Sure enough, John Brown is condemned to the hangman’s noose. Rosalie was quite wrong to think no white man would die to bring about the end of slavery.



* * *





On November 19th, at about six p.m., Virginia governor Henry Wise receives an urgent telegram from the colonel tasked with guarding Brown. Five hundred soldiers must be sent immediately to Charlestown as an armed force of abolitionists is marching to Brown’s rescue. It seems the North admires the man. Several Northern states have petitioned for mercy.

Wise has been smarting for weeks over the fact that he and his state militia were not the ones to retake the armory. He blames President Buchanan for not informing him immediately of the attack. He plans on being the next Democratic nominee for the presidency. That battle would have been just the thing.
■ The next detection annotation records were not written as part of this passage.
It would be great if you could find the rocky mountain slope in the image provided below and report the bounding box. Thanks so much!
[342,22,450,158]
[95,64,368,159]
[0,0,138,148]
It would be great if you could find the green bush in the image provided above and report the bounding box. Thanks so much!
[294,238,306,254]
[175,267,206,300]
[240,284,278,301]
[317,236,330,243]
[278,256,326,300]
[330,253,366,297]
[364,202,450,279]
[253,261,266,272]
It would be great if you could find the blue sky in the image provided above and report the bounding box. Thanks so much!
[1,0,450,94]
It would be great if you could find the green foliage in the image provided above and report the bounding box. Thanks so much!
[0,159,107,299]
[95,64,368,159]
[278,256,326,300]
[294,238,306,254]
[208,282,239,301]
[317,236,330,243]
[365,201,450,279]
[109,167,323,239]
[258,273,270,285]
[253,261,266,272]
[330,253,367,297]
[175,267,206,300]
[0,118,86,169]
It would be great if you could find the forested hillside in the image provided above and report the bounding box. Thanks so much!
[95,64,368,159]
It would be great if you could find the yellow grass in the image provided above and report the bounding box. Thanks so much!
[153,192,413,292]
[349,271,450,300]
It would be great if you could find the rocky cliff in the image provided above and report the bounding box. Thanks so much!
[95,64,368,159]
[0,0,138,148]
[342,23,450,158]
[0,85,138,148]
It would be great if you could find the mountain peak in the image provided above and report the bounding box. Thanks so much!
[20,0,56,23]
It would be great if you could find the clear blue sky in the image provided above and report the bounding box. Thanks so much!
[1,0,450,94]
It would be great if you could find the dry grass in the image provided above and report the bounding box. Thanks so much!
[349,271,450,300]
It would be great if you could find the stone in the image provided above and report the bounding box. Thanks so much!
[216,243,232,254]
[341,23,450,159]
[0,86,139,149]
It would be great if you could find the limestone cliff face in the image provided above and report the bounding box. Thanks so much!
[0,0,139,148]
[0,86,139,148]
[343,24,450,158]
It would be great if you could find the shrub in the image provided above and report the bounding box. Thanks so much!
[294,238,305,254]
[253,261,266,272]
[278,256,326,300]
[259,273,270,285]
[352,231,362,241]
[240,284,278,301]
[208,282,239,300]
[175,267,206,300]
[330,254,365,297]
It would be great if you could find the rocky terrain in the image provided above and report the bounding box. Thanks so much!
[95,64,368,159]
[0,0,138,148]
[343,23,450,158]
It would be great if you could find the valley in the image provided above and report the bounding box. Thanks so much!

But now he has this second chance. Within the hour, the bells in Capitol Square have rung the muster and the militias are gathering. So is the rest of the city. Crowds line the streets, cluster at the telegraph offices and the train depot. Another three hundred abolitionists are added to the rumored army. All is confusion and chaos, marching bands and waving handkerchiefs. One thing is clear. The theaters will be mostly empty this evening. All of Richmond is out to see the militias off. And this is the moment when John enters the story.



* * *





He tells Asia all about it when next he visits. It’s been a long time since she’s seen him so excited and also so serious about anything. Mostly he’s just her brother, but occasionally Asia really looks at him. How can Jean resist? He’s so handsome, his bright eyes, his animated face. “It’s a wonderful thing,” he says, “to be right in the middle of something so momentous. To feel that you’ve touched history and history has touched you.” Asia can see what he’s feeling though she’s never felt it herself. When has she ever touched history?